## Examples of Puncturing Matrices

Code Rates (R_{out}) |
Puncture Pattern |
Output Data Stream |

1/2 |
X : 1 Y : 1 |
X1, Y1 |

2/3 |
X : 1 0 Y : 1 1 |
X1, Y1, Y2 |

3/4 |
X : 1 0 1 Y : 1 1 0 |
X1, Y1, Y2, X3 |

5/6 |
X : 1 0 1 0 1 Y : 1 1 0 1 0 |
X1, Y1, Y2, X3, Y4, X5 |

7/8 |
X : 1 0 1 0 1 0 1 Y : 1 1 0 1 0 1 0 |
X1, Y1, Y2, X3, Y4, X5, Y6, X7 |

Typically, the puncturing operation occurs in conjunction with the channel encoding operation. In such a case, the number of rows (*P*) in the **puncture pattern** matrix must equal the code word length (*n*) of the mother block/convolutional code. The preceding table shows examples of puncturing matrices for deriving higher rate codes from a mother rate ½ convolutional encoder. The **input data stream** is assumed to be of the form X1, Y1, X2, Y2, X3, Y3, and so on.

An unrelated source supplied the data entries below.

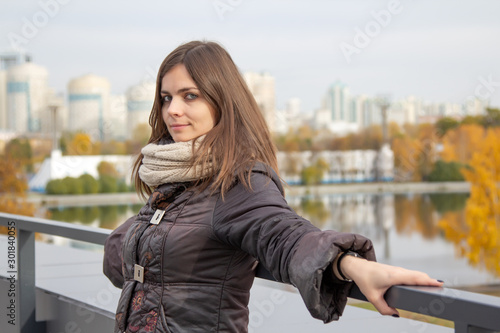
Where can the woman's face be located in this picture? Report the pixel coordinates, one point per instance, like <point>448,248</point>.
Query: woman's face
<point>185,112</point>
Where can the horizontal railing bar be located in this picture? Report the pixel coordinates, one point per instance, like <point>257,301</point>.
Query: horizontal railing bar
<point>475,309</point>
<point>452,304</point>
<point>63,229</point>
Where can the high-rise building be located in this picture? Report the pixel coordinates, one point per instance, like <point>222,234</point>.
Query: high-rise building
<point>262,87</point>
<point>337,100</point>
<point>8,60</point>
<point>140,99</point>
<point>26,97</point>
<point>89,105</point>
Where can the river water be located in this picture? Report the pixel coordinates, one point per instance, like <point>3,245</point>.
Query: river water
<point>407,230</point>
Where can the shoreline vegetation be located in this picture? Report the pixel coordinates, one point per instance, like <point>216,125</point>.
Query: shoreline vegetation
<point>290,190</point>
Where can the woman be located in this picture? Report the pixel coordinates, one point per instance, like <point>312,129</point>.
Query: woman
<point>216,208</point>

## Preparing punctured data for decoding

If you perform convolutional encoding followed by puncturing the data stream returned on the transmit side, you must depuncture the data prior to performing convolutional decoding on the receiving side. In addition, you must call the instance of MT Convolutional Decoder that implements either soft-decision or unquantized Viterbi decoding.